Here’s one reality of preparing a speech: there is no necessary relationship between how much effort you put into preparing for a speech and how well it turns out.
It is true that most people (in my opinion) underestimate the effort required to do a good speech, in terms of research, organization, rehearsal, and delivery. Nevertheless, it is also true that you can spend months preparing for a speech and spend joules of energy, and still have a bad speech.
Very often, we find the biggest obstacles looking back at us in the mirror.
Over the last few months, I have slowly been using up a bottle of baby shampoo that my disabled daughter shouldn’t use. Although her nurses used it a few times, we realized t has ingredients that could be a problem if it got close to her trach, but is just fine for someone without those challenges. I don’t particularly like using baby shampoo, but on the other hand I hate to throw something perfectly good away, so I’ve been using it up.

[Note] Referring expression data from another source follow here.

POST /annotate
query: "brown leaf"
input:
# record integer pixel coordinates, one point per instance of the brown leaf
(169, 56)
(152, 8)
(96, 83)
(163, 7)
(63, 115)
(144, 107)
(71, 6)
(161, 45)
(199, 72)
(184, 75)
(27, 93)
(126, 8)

The first few months, though, I thought, “Wow, those nurses have to have strong hands to use this bottle! Or maybe my arthritis is worse than I thought. I can hardly squeeze any shampoo out of this thing!” Most days I used my regular shampoo, mainly out of preference, but partly because I didn’t want to wrestle with the baby shampoo.
“Its made for young parents, who are stronger,” I thought.
Eventually, I unscrewed the cap to try to get more shampoo out than I could squeezing it out the little pop cap that most shampoo bottles have.
I found the seal still in place. I had just assumed the nurses had removed it since they had used the bottle a couple of times. All of the shampoo that had been squeezed out of that thing for six months (about a third of the bottle) had been squeezed through a small rupture in the seal. Once I removed that, the shampoo came out of the little pop cap almost too fast, just by turning the bottle upside down.
Sure, I had been working hard. Really, I had been wasting effort.
There has been a lot said about working smart, not hard, but this is different. Speaking does take more effort than you realize. But when you feel like you’re spending a lot of time and energy without much return, take a look at yourself first. It may be that you have been your own biggest obstacle, usually by not checking out assumptions.